OR filters performance degradation

I ran a bunch of Load Testing queries and was baffled by some inconsistencies between almost identical queries. Narrowed down the differences to an OR filter over a single dimension. I would love to get some input on whether this is a common bottleneck or possibly a configuration issue. Let me know if you need more information about the setup.

Test Setup:

Druid 0.8.2

2 historical nodes on r3.8xlarge, 31 processing threads

1 broker node on r3.8xlarge, 31 processing threads
caching OFF

Query Setup:

Not identical but randomized based on an expected production simulation, the difference being the size of the OR filter.

“filter”: {

“type”: “and”,

“fields”: [

{

{

"type": “or”,

"fields": [

**{ **

"type: “selector”,

"dimension": “K”,

"value": "V1"

},

**{ **

"type: “selector”,

"dimension": “K”,

"value": "V2"

},

Results:

Note: The LoadTester wasn’t built to necessarily spam or overload the system, so its running at a measured pace instead of as fast as possible.

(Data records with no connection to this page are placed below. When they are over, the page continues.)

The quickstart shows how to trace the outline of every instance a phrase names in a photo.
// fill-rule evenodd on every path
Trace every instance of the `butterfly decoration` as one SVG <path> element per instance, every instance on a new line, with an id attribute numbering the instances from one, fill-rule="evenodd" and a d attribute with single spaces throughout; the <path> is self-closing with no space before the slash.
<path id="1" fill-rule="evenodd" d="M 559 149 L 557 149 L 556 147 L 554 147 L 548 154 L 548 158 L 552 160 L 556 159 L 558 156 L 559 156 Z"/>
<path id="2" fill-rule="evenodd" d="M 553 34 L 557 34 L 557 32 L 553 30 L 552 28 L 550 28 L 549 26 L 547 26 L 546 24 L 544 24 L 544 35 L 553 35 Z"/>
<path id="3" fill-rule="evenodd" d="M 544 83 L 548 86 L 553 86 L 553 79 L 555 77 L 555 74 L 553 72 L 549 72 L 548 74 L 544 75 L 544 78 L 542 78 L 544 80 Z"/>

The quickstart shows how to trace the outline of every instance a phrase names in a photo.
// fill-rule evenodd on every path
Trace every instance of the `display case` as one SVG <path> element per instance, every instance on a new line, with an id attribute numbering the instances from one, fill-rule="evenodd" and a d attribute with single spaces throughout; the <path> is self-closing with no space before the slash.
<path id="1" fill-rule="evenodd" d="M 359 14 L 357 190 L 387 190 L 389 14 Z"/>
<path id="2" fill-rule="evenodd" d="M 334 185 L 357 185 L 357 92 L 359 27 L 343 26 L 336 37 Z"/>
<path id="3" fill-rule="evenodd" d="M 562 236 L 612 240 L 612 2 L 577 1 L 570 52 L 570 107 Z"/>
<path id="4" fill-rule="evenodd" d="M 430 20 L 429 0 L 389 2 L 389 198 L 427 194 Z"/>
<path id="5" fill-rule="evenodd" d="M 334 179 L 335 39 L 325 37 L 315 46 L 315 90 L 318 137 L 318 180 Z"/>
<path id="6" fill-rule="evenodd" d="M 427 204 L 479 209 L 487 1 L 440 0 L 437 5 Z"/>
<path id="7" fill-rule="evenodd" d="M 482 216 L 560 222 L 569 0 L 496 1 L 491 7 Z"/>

Control - Ran without the OR selector at a pretty consistent 40 q/s, with ~.3 sec response

Ran on a single historical without the OR selector at 39 q/s, .4 sec response

selectors | q/s | avg response | 50% broker qt | 80% broker qt | 95% broker qt | hist-0 segment wait | hist-1 segment wait|

1 selector | 40 | .33 sec | 23 ms | 80 ms | 100 ms | 20 ms | 20 ms |

2 selector | 37 | .55 sec | 50 ms | 100 ms | 200 ms | 50 ms | 50 ms |

3 selector | 35 | .86 sec | 87 ms | 220 ms | 400 ms | 140 ms | 210 ms |

4 selector | 27 | 2.24 sec | 120 ms | 600 ms | 2000 ms | 140 ms | 970 ms |

5 selector | 22 | 3.57 sec | 150 ms | 500 ms | 8000 ms | 180 ms | 2700 ms |

6 selector | 18 | 5.23 sec | 170 ms | 45000 ms | 160,000 ms | 210 ms | 160000 ms |

10 selector| 10 | 13.35 sec | 250 ms | 1200 ms | 210,000 ms | 215 ms | 210000 ms |

Hoping someone can help explain/decipher these results for me based on the test cases. Once again let me know if you need more information or want me to run some different tests.

Thanks!

Michael

Hey Michael,

Is it possible this is just due to more rows needing to be scanned? As you add more OR filters the number of rows that needs to be scanned should go up, and query time should go up along with that.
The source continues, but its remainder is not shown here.